Union officers and soldiers are aware of the Baptist presence in the South. One day after setting foot in New Orleans, a Union soldiers’ news publication based at Ship Island, Mississippi — the News-Letter Extra — prints a letter (dated four days prior) from Farragut to the mayor (unnamed) of New Orleans demanding that the Louisiana flag, then flying over the courthouse, be removed and the U.S. flag be raised (Union forces had earlier replaced the Louisiana flag with the U.S. flag, but locals had since torn it down and returned their state flag atop the courthouse). Alongside Farragut’s letter is a reprint of an article from a recent edition of Virginia Baptists’ Religious Herald. In this instance, the Union newspaper staff congratulates the Baptist paper for publishing such a frank assessment concerning the war.
We give [to you] an article from the columns of the Religious Herald, a Baptist newspaper in Richmond, Va. It shows so much more of the coolness of judgment and candor of mind than we are in the habit of finding in our Southern exchanges, that we deem it worthy of special notice. It says the South has made at least eight great blunders, and enumerates them as follows:
1. Firing upon Fort Sumter.
2. In believing that there would be a divided North, and an apathetic Federal Government.
3. In believing that they would have the hearty sympathies of Europe.
4. In believing that the bonds of their Confederacy would readily be taken in Europe.

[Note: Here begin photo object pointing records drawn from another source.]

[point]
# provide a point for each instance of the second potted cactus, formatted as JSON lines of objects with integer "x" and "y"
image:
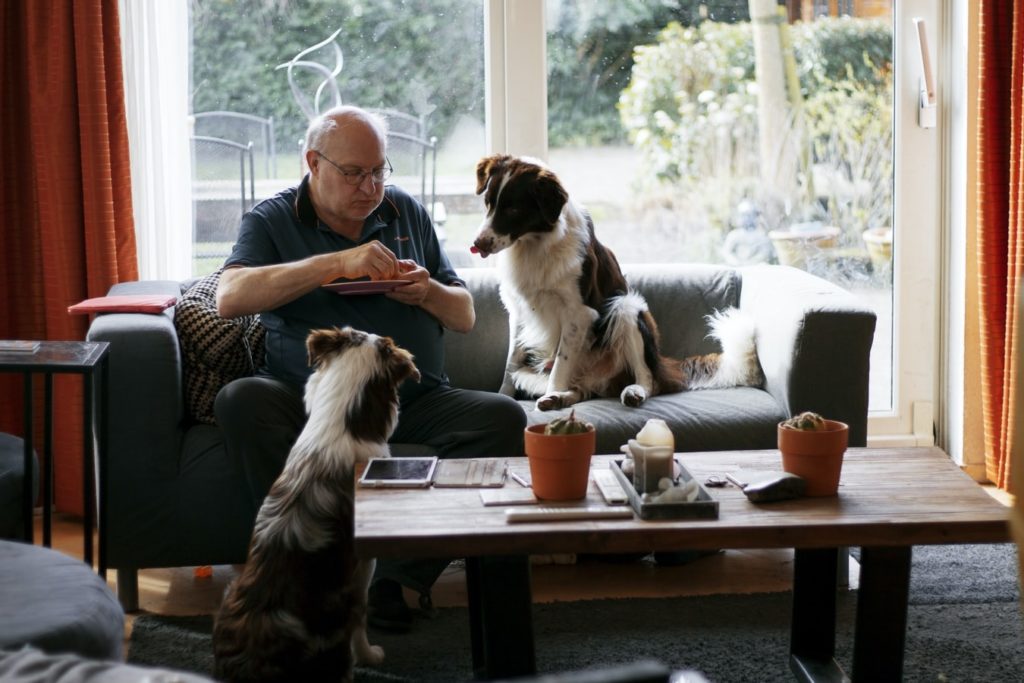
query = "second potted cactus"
{"x": 812, "y": 447}
{"x": 559, "y": 454}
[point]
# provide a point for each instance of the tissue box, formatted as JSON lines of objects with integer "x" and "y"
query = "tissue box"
{"x": 704, "y": 507}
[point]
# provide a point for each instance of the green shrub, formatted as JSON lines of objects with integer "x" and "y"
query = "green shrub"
{"x": 691, "y": 108}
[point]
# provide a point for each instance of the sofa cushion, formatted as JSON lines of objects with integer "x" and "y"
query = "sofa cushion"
{"x": 215, "y": 350}
{"x": 738, "y": 418}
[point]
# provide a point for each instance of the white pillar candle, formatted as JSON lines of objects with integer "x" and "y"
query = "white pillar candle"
{"x": 655, "y": 432}
{"x": 653, "y": 456}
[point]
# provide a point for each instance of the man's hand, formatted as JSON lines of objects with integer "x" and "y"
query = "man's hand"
{"x": 451, "y": 304}
{"x": 415, "y": 292}
{"x": 373, "y": 259}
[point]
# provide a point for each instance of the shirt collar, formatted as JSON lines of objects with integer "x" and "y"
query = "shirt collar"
{"x": 306, "y": 214}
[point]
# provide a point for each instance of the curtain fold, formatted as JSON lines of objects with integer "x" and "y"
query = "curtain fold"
{"x": 65, "y": 195}
{"x": 1000, "y": 228}
{"x": 156, "y": 73}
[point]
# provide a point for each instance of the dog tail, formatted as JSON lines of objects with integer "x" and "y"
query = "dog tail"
{"x": 737, "y": 365}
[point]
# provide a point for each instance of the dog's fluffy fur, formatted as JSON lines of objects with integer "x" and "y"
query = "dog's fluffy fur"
{"x": 297, "y": 611}
{"x": 577, "y": 329}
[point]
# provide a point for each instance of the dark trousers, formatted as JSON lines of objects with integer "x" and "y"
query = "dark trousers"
{"x": 261, "y": 418}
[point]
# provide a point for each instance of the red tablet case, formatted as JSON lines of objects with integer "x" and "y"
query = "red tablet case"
{"x": 125, "y": 303}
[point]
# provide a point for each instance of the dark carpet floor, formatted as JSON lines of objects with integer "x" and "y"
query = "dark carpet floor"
{"x": 964, "y": 624}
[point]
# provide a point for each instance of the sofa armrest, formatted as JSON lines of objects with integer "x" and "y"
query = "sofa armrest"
{"x": 814, "y": 343}
{"x": 145, "y": 397}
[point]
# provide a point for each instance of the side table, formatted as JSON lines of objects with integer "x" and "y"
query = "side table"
{"x": 90, "y": 360}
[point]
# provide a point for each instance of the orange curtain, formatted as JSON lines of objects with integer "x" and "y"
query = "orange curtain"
{"x": 1000, "y": 223}
{"x": 65, "y": 196}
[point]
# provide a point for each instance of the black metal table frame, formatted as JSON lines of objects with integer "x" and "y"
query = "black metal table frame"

5. In believing that the military power of the North would be directed in a crusade against slavery, rather than employed for the overthrow of treason, and the establishment of the Union and Constitution.
6. In believing that Northern courage and physique were no match for Southern: or that in battle one Southernor equaled five Yankees.
7. In believing that the flag of the Cotton Oligarchy would wave above the Capitol at Washington, and the roll of slaves be called on Bunker Hill.
8. In believing that the fancied omnipotence of Cotton would dominate the commerce of the world.